Specifically, the device is configured to be able to select between obtaining the software required for operation from a first device via a network and obtaining the software from a second device different from the first device, and is characterized in that it switches between obtaining the software from the first device or the second device based on the communication environment between the device itself and the network.

The information processing device may be, for example, a computer mounted on a moving body (such as a vehicle). The information processing device acquires software required for operation via a network. The software required for operation is typically a boot image, firmware, system files, etc., but may also include other software (such as application software, etc.).
By obtaining this software via the network, it is possible to always operate the device in the latest environment, and it is also possible to reduce local storage costs.

On the other hand, if a network connection is required to start up a device, problems such as boot failure may occur depending on the communication environment of the mobile device (e.g., the electric field strength in communication with a base station). Therefore, the information processing device disclosed herein makes it possible to selectively obtain software required for operation from multiple devices, and determines from which device to obtain the software based on the communication environment of the device itself.

For example, if software is placed on a server device on a wide area network and a device is in a communication environment where it is difficult to obtain the software via the network, the device connects to another device that is locally connected and obtains alternative software. In this way, by configuring the software to be obtainable from multiple different devices, it is possible to provide a cloud computing system that is resistant to changes in the communication environment.

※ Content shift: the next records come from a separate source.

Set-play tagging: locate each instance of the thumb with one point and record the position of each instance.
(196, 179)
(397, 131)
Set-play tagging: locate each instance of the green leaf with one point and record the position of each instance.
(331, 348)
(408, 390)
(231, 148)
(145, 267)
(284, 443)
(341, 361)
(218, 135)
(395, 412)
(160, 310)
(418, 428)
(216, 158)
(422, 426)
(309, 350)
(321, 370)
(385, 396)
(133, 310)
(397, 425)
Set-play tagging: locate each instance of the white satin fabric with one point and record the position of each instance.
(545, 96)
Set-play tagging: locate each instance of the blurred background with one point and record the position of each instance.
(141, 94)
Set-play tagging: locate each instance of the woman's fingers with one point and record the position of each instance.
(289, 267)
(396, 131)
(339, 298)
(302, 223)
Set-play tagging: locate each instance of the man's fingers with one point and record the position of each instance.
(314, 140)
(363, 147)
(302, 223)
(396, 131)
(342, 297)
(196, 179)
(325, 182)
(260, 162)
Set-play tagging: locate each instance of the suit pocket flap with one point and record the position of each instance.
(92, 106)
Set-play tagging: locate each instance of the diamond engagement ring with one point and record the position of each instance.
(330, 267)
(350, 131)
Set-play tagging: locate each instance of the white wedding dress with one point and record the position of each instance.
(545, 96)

The first device and the second device may be devices connected to the same network, or may be devices connected to different networks. Furthermore, the second device may be a locally connected device (local device) rather than a network connected device. A locally connected device may be a device connected to the device by wire, or may be a storage device built into the device.

In addition, the software provided by the first device and the software provided by the second device may be different from each other. For example, the software provided by the first device may provide all the designed functions, and the software provided by the second device may provide only a part of the designed functions (limited functions).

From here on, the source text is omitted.